'Point fraud:' Pennsylvania man sues Microsoft for Xbox Live games' failure to load
All the major home video game consoles offer downloadable games and add-ons that can be bought from a Web-based store, directly through the user's console. But of the three major companies, Sony, Nintendo, and Microsoft, only Sony assigns actual dollar values to its downloadable content. Both Microsoft and Nintendo work on points systems where users must first buy a specific amount of credits that are then spent on new content.
A class action lawsuit regarding this point-based method of payment has now been filed against Microsoft in the District court of Pennsylvania. The suit has been filed "on behalf of several million US customers exposed to point fraud, following fraud, breach of contract, negligence, unjust enrichment, and unfair business practices on the part of...Microsoft Corporation."

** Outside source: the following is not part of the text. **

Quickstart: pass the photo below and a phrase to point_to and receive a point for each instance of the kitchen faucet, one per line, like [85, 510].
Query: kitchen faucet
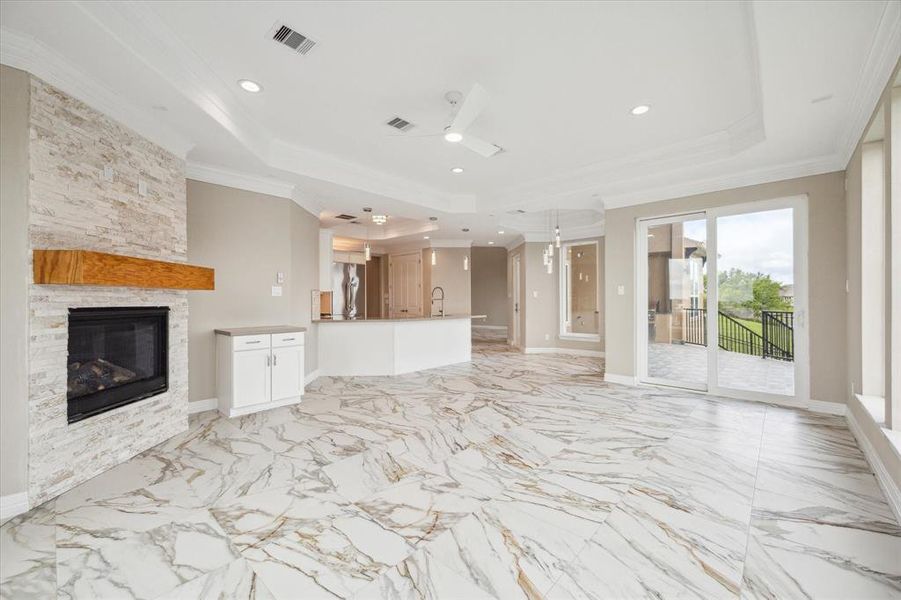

The allegation is that the Microsoft Points that users must purchase to then download games, videos, or bonus content, have been handled "fraudulently and negligently" since 2002.
Philadelphia-based attorney Samuel Lassoff filed the suit against Microsoft on his own behalf, which is a virtual repeat of what he did in 2006 with Google. At that time, Lassoff said he was "the victim of hundreds of dollars worth of fraudulent clicks," where his bill for Pay Per Click advertisements was artificially inflated.
This time, Lassoff says that he received an invoice which said that he bought and spent Microsoft Points on Xbox Live which he claims he had not. He then tried to call support and received no response. Finally, he went to his credit card company to appeal the charges, but ultimately had to go to court.
Lassoff accuses Microsoft of not warning Xbox Live users that they will be charged for "incomplete and/or partial downloads." All of his claims revolve around the fact that money was apparently taken and no goods or services were rendered.